Exercício físico melhora condições de vida dos pacientes

Nesse campo, o exercício físico tem vindo a ser cada vez mais aceite como forma de intervenção. Vários estudos já realizados com base nas definições do Colégio Americano de Medicina Desportiva mostram evoluções muito positivas, sem que contudo tenha sido estabelecida a intensidade ideal do treino.

Esse é o objectivo de um estudo inovador que Maria da Lapa Rosado, fisioterapeuta, licenciada em Bi-etápica em Fisoterapia com tese na área da fibromialgia, se prepara para iniciar na Faculdade de Motricidade Humana da Faculdade Técnica de Lisboa.

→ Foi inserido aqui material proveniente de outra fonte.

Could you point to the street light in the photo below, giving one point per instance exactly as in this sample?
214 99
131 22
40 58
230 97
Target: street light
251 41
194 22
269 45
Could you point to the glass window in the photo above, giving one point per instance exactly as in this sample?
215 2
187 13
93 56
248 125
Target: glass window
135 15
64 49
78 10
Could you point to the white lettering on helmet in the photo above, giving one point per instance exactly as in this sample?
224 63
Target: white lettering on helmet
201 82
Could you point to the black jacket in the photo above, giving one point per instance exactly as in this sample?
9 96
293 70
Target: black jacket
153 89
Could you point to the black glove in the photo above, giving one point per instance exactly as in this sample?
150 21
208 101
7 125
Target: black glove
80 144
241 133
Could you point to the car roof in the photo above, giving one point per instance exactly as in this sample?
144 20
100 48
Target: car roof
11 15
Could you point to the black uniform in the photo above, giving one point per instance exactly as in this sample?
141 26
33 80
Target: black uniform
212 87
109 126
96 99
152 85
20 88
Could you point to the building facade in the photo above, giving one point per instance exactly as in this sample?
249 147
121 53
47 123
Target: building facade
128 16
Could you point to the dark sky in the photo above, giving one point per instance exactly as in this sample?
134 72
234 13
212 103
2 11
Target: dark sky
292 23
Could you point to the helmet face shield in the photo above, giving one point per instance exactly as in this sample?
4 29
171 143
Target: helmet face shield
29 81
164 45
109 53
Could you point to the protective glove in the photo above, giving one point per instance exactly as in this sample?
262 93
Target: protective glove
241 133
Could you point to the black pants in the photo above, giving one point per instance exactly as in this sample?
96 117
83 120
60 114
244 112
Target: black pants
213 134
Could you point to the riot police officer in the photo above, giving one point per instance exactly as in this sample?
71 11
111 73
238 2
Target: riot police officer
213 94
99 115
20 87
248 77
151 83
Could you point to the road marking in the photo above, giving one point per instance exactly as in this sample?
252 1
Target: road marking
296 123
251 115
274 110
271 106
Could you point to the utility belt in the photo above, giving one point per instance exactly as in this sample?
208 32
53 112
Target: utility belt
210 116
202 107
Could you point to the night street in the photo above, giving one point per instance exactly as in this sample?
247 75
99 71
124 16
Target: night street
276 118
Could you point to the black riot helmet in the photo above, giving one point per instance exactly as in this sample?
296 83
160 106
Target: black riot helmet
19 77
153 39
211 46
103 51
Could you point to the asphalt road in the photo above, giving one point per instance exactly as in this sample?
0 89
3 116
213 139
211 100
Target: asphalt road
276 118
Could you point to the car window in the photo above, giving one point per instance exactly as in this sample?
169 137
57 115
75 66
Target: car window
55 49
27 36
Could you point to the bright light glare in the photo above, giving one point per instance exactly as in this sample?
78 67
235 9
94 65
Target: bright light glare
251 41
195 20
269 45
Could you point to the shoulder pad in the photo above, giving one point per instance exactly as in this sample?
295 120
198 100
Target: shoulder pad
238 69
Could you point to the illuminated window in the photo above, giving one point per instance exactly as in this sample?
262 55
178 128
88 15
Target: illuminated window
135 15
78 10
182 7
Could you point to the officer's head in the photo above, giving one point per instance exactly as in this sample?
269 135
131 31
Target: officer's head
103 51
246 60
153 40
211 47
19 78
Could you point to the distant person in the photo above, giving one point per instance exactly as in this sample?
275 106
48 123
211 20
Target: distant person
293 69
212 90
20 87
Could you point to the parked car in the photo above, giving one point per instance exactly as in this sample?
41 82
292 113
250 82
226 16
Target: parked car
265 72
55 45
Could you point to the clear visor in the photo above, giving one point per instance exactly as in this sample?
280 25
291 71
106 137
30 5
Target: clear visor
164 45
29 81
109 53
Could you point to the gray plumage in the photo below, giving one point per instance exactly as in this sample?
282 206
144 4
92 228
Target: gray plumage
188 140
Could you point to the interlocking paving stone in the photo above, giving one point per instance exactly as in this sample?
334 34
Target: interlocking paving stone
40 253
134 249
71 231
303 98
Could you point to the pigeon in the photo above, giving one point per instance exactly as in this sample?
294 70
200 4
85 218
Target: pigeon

O estudo, que faz parte de uma tese de mestrado, vai fazer a avaliação do exercício em pessoas com fibromialgia e, ao  mesmo tempo, proporcionar-lhes autonomia e a modificação dos seus hábitos e estilos de vida, ao determinar que tipo de treino se adequa a cada paciente.

Os resultados, admite Maria da Lapa, permitirão, ao fim de seis meses de testes, o "aumento da mobilidade funcional, a melhoria na saúde metabólica, no bem-estar físico e mental dos doentes participantes nesta avaliação".

O estudo destina-se a fibromiálgicos com mais de 18 anos, não comporta custos financeiros e está associado a um conjunto alargado de projectos de investigação científica na área da saúde.